Music

Jimmy Jam Says AI Music Needs 'Guardrails' and Its Own Billboard Chart

The hitmaking legend breaks down why AI needs consent, guardrails and its own Billboard chart before it competes with human-made music.

Jimmy Jam Shares His Thoughts on AI in Music 'There's Good and Bad'
Photo by John Nacion/Variety via Getty Images

As artificial intelligence continues to reshape the music industry, Jimmy Jam is making it clear that he isn't against the technology—but he believes it needs boundaries.

Speaking alongside Terry Lewis for Pandora's Artists on AI series on the Black Music Forever station, the legendary duo behind some of the biggest records of the last four decades said AI's future in music depends on accountability, consent, and compensation.

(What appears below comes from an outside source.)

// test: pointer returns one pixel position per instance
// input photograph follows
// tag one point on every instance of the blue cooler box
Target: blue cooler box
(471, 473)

“For me, the humanity in music is wonderful because it's the mistakes,” Jam said. “It's the things that aren't plotted out that happen, the spontaneity. So, I think that's the thing that I'm always going to miss in music if the human part of it isn't part of what the song is.”

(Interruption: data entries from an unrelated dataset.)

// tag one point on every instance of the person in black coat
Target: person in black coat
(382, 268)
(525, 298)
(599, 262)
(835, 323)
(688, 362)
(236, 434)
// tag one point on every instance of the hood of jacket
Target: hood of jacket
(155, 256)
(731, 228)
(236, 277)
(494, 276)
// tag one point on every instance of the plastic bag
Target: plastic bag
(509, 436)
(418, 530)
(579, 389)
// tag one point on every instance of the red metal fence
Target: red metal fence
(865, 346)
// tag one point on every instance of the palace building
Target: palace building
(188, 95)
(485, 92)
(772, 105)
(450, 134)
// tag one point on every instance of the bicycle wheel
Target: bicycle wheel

Jam compared AI to the advent of the automobile. The technology itself, he argued, is inevitable. The challenge is creating rules around it.

“Like any technology, there's good and bad,” he said. “There needs to be guardrails on it, and there needs to be permission for it to be used.”

He also took particular issue with AI-generated content that uses a person's likeness or voice without consent. “I think the idea of just taking somebody's voice or taking somebody's picture or whatever and then manipulating it without their permission, I think that's wrong,” Jam said. “Anything without permission is basically wrong and disrespectful.”

The producer added that creators whose work is used to train AI systems should be compensated: “If you're going to use it to train based on something that we've done, for instance, then we need to be paid for that.”

Jam also argued that AI-generated music should occupy its own category rather than compete directly with human-created works. “They should have their own chart, I think, on Billboard,” he said. “I don't think that they should compete on equal ground.”

Lewis echoed many of those concerns, boiling the issue down to a single word: “accountability.”

“Nobody's loading in any flops,” Lewis joked, pointing out that AI models are trained on successful songs and ideas created by others. He argued that those creators deserve compensation and urged artists to embrace the technology rather than resist it entirely.

“You're going to be the driver, you're going to be the passenger, or you're going to stand on the tracks,” Lewis said. “I would suggest you don't stand on the tracks because the outcome's not going to be good for you.”

Still, Lewis believes AI can't replace the emotional connection that comes from live performance. “What's going to make things special is when you go to a small club, and the person that performs that song makes the hair on your arm stand up,” he said. “AI can't do that.”

The comments arrive at a moment when Jam and Lewis remain deeply involved in the music world. The Rock & Roll Hall of Fame inductees recently celebrated the 40th anniversary of Control, the landmark album they created with Janet Jackson, while Jackson herself recently signed a global administration agreement with Believe Music Publishing.